Altogether, Hardie went on to make another nine trips to the Himalayas. On one six-week sojourn in 1974 he was part of a three-person delegation from New Zealand that advised on the formation of Sagarmatha (Everest) National Park. Later he involved the Himalayan Trust in planting trees in the area as part of an afforestation programme.

In 2003, the former presidents of the NZ Alpine Club convened to unveil a statue of Sir Edmund Hillary at The Hermitage, Mt Cook. They are: Hugh Logan, Norman Hardie, Sir Edmund Hillary, Dave Bamford, Gordon Hassell, Geoff Gabites, Chas Tanner, and John Nankervis.
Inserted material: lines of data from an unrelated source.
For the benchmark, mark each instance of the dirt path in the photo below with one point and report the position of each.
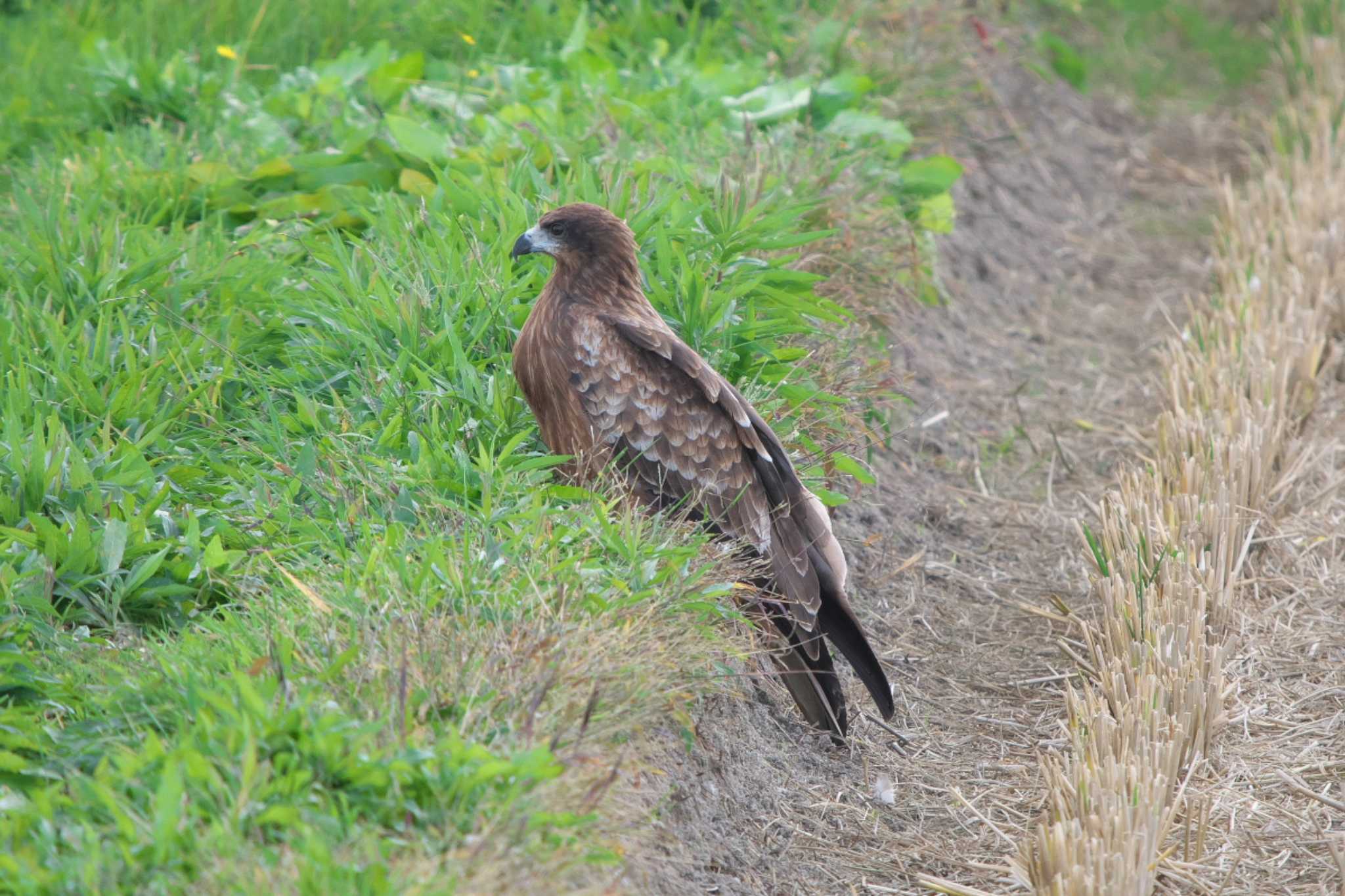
(1078, 236)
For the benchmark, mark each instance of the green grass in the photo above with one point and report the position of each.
(1193, 53)
(288, 595)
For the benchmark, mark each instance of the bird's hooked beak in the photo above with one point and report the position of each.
(535, 241)
(522, 246)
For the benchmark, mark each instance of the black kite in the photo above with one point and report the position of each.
(608, 381)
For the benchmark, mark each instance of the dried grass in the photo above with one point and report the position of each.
(1229, 463)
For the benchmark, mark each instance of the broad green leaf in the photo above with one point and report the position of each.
(167, 809)
(930, 177)
(829, 498)
(413, 182)
(937, 214)
(278, 167)
(579, 34)
(850, 124)
(848, 464)
(114, 545)
(417, 140)
(837, 95)
(210, 174)
(390, 81)
(772, 102)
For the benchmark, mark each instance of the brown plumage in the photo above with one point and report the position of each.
(609, 382)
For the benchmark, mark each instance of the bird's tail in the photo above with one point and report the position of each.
(811, 683)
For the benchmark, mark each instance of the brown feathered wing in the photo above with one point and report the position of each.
(686, 438)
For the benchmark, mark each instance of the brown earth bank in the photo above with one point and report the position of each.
(1080, 228)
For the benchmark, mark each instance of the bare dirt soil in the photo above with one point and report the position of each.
(1079, 232)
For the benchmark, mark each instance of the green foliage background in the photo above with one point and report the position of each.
(257, 417)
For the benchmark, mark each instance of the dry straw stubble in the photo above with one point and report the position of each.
(1174, 535)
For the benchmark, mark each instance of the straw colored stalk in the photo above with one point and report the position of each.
(1174, 535)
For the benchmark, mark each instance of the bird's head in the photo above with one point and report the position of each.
(580, 237)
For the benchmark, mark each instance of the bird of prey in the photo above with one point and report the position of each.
(612, 385)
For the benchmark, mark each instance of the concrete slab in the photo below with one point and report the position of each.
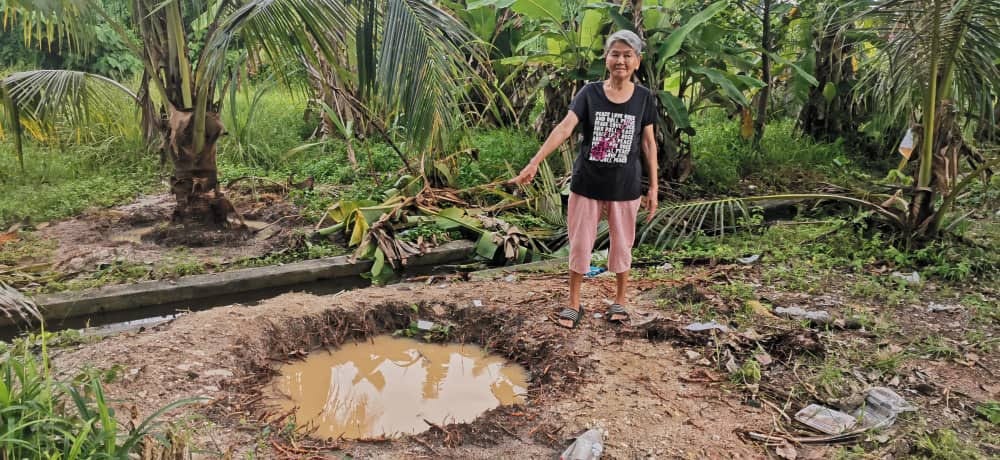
(59, 306)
May 2005 is the 50th anniversary of the Kangchenjunga climb, which in The World at Their Feet Philip Temple called “one of the greatest in Himalayan history”. Hardie, now 80, travelled to India in February, where he and George Band gave presentations on their Himalayan expeditions as part of celebrations there.

How can New Zealanders, 50 years after the event, appreciate the sig­nificance of Hardie’s Kangchenjunga climb? It will always be obscured under Everest’s long shadow. After all, Everest was the first of the two mountains to be climbed, and as the highest naturally captures more at­tention. After their determined assaults of the 1930s, the Germans ap­preciated the difficulty of the mountain, and the ascent of Kangchenjunga aroused great interest there. Elsewhere, Hardie says, the climb was less noticed. “[It] really did surprise me. I thought amongst the mountaineering world particularly that it would have made a big noise.”

Comparisons are not always useful or valid, but some facts point towards the scale of Hardie’s achievement. From a technical mountaineering point of view, Kangchenjunga offers more challenges than Everest, as George Band, a veteran of both mountains, could testify. This fact is reflected in modern climbing statistics: according to a book published in 2000, of all fourteen 8000 m peaks, only two—Lhotse and Annapurna—have been climbed less often than Kangchenjunga.

Perhaps even more significant was the lack of knowledge about the Yalung Glacier route on Kangchenjunga. The route by which Everest would finally be conquered had been well established by the time of the 1953 ascent, by, firstly, a British expedition in 1951 and then a 1952 Swiss expedition in which Tenzing Norgay and Raymond Lambert reached as high as 8600 m. In contrast, Kangchenjunga’s Yalung face was almost to­tally unexplored. As George Band noted: “…nobody had been much above 20,000 ft [6000 m] so there was 8,000 ft of virgin territory on which to pioneer a safe route. [Kangchenjunga] had acquired a reputation as a dif­ficult and dangerous mountain…”

It is remarkable, therefore, that Kangchenjunga was climbed on an ex­pedition intended essentially as a trial run for a full-blown attempt the following year. This somewhat startling fact, somehow omitted from the book Evans wrote on the expedition, Kangchenjunga: The Untrodden Peak, is perhaps another reason why the whole endeavour has been underplayed.

Currently Hardie is abroad again, attending more 50th-anniversary functions in Wales, London and Kathmandu with six of the eight sur­viving expedition members. For a brief few weeks, they will remember a remarkable enterprise that put men on the third-highest mountain in the world and left the summit untrodden. They will remember Urkien and Pemi Dorje too, and other Sherpas who played a role in their success.

And they will remember the thin, cold air of Kangchenjunga.